The Nintendo 64 had some glaring weaknesses that were caused by a combination of oversight on the part of the hardware designers, limitations on 3D technology of the time, and manufacturing capabilities. One major flaw was the limited texture cache of 4 KiB.
This made it extremely difficult to load anything but small textures into the rendering engine, especially textures with high color depth, and was the primary cause of blurry graphics.

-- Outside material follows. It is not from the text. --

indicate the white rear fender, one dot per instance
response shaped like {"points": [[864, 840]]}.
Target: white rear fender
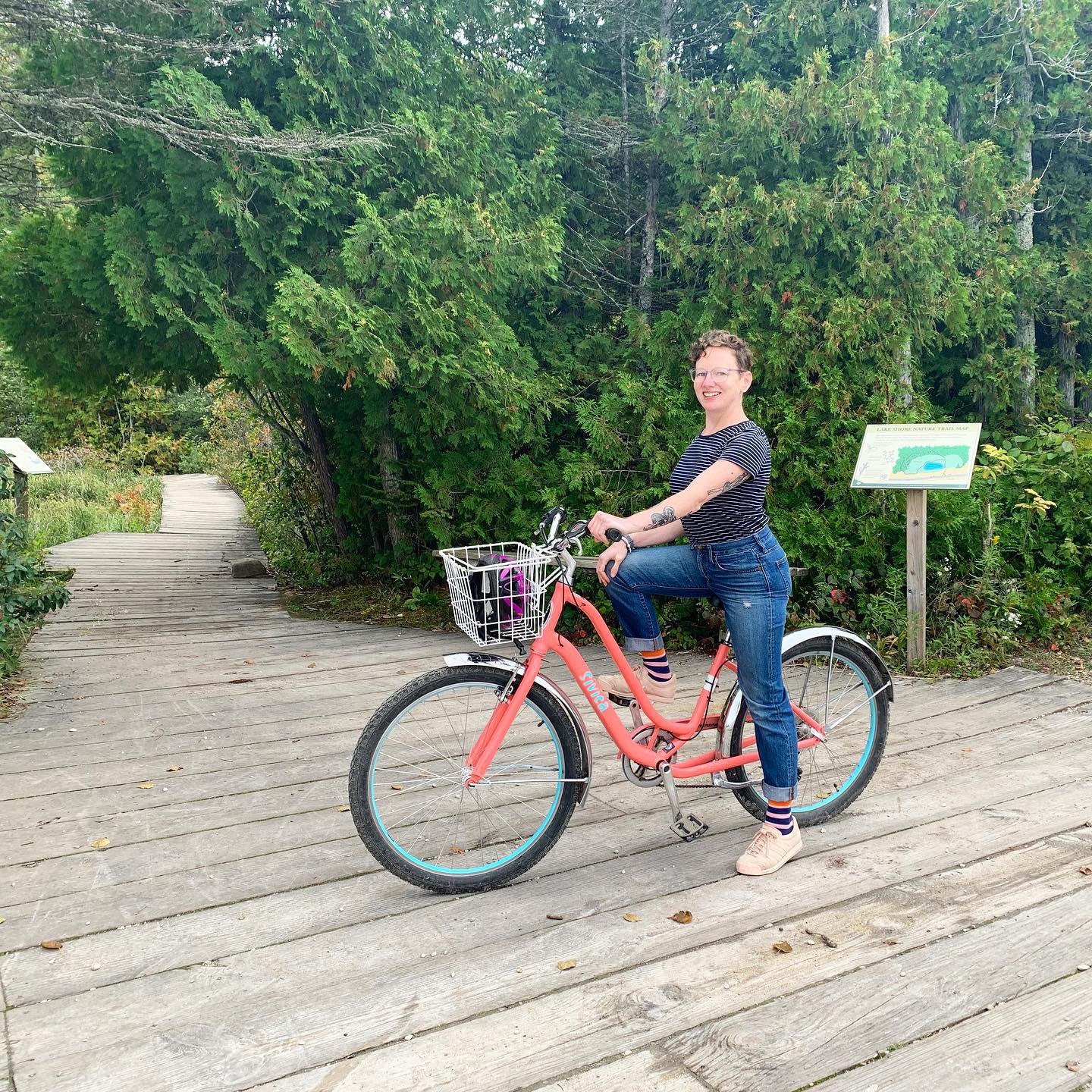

The small texture limitation caused blurring because developers would stretch these small textures cover a surface and then the console's bilinear filtering would blur them even more.
To make matters worse, because of how the renderer was designed, if mipmapping was used the texture cache was effectively halved to 2 KiB. To put this in perspective, this cache could be quickly filled with even small textures (a 64×64 4-bit/pixel (bpp) texture is 2 KiB and a 128×64 4 bpp texture is 4 KiB). Modern video cards and consoles (2006) frequently deal with 1024 x 1024 8 bpp and larger textures, and have a more flexible texture cache (not always larger).
Towards the end of Nintendo 64's lifetime, creative developers managed to use tricks such as multi-layered texturing and heavily-clamped small texture pieces to simulate larger textures. Conker's Bad Fur Day is possibly the best example of this ingenuity. Games would often also use plain colored Gouraud shading instead of texturing on some surfaces, especially in games with themes not targeting realism (e.g. Super Mario 64).